Efficient and stable solar cells
In India, Monika Rai completed her Master’s degree in physics at the Banaras Hindu University in Varanasi, followed by doctoral degree studies in the field of rare earth spectroscopy. Before her way led her to the University of Stuttgart, she worked as a postdoc at the Nanyang Technological University in Singapore. There, she worked on semi-transparent perovskite solar cells and modules for four years. “Photovoltaics is a very promising field of research,” Monika Rai emphasizes. With her work, she aims to improve the efficiency and stability of solar cells. She is particularly interested in all processes that are required in perovskites for the conversion of the entire energy of the solar spectrum and for an efficient absorption.
Perovskite solar cells
“Today’s solar modules are mainly made from silicon,” Monika Rai explains. She goes on to say: “Perovskites are a promising alternative. These organic-inorganic hybrid materials have the advantage that they can be produced easily and inexpensively in the laboratory.” While silicon cells primarily convert the red and infrared radiation of sunlight into electricity, perovskites also use the visible light spectrum.” The researchers therefore expect great potential from silicon-perovskite tandem solar cells, which can absorb many frequencies of the light spectrum and achieve a high efficiency. The current problem of the “newcomer perovskites” in the photovoltaics sector is still their instability. High temperatures and humidity cause their ability to convert sunlight into electrical energy to dwindle.

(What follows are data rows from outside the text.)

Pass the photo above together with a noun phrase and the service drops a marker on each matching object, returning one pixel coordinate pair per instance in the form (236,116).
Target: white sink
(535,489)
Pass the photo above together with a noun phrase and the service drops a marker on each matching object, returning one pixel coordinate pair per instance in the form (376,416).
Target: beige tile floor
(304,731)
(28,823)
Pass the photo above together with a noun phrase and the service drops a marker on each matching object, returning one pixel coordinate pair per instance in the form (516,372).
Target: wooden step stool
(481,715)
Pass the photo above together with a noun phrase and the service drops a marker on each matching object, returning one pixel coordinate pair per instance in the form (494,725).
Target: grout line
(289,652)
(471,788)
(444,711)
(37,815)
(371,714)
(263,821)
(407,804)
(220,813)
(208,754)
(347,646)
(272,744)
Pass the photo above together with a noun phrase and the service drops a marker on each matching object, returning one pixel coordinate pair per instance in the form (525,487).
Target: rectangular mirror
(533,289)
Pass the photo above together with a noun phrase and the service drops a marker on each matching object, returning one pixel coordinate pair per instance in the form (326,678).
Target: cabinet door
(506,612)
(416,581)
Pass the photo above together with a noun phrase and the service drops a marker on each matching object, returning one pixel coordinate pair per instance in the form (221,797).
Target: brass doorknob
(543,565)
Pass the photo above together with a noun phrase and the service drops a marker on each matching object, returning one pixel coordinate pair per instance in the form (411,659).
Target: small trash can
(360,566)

At the Institute for Photovoltaics at the University of Stuttgart, Monika Rai found excellently equipped laboratories, she says. This is not surprising, as “excellent” basic research is conducted here. For the project LOCAL-HEAT, the head of the institute, Prof. Michael Saliba, received the ERC Starting Grant, which is funded by the European Research Council (ERC) and is valued at EUR 1.5 million. In the manufacturing of thin perovskite layers, this research project relies on light to control the phase transition from liquid to solid in such a way that homogeneous layers are produced.
A growing field of research
“Solar cells – the conversion of solar energy into electricity – is a growing field in which I would like to continue working,” says Monika Rai. After her time at the University of Stuttgart, she can well imagine continuing to work in this promising research field in Europe. “The efficiency of the perovskite cells has increased from 5 to 26 percent in the past ten years,” she explains and estimates that, in the next ten years, the cells may make it to industrial production.

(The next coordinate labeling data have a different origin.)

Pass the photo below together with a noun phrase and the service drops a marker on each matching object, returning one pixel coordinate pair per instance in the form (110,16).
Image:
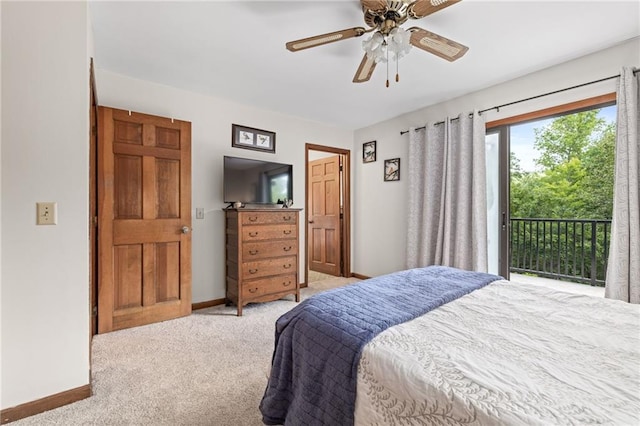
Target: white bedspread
(507,354)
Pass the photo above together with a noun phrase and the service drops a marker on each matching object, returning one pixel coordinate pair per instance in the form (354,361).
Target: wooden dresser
(262,255)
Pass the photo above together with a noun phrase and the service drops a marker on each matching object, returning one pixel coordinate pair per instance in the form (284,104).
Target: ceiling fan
(384,18)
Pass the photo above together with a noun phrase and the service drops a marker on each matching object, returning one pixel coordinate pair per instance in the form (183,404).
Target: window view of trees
(574,179)
(561,208)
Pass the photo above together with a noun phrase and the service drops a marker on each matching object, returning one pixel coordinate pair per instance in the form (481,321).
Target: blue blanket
(319,342)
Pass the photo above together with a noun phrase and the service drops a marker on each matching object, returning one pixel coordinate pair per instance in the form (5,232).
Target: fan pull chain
(387,63)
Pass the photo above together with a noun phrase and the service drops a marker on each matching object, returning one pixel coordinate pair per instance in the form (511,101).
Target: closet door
(144,219)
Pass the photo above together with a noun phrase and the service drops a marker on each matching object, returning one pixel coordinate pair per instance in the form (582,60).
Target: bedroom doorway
(327,213)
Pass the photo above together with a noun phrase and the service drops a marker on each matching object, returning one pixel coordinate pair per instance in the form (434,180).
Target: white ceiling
(236,50)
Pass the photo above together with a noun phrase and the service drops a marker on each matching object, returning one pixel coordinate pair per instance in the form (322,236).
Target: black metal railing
(566,249)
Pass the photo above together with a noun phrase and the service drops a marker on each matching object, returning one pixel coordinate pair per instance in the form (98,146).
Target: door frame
(345,186)
(502,127)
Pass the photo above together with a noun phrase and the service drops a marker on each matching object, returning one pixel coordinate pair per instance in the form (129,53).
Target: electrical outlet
(47,213)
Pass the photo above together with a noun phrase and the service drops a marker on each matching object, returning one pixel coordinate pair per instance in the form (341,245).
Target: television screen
(257,182)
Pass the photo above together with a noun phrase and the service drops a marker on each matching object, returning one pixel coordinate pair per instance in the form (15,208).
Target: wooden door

In her spare time, she likes to visit museums or to go jogging in the recreation areas around Stuttgart. Opportunities to meet friends and acquaintances are still somewhat limited due to the pandemic. However, Monika Rai, who lives in Stuttgart, is happy that she and her husband have already had the chance to see quite a bit of the state capital in the course of the city tour offered by the Welcome Center. Her husband works in Belgium. Many a weekend trip therefore also leads to the neighboring country.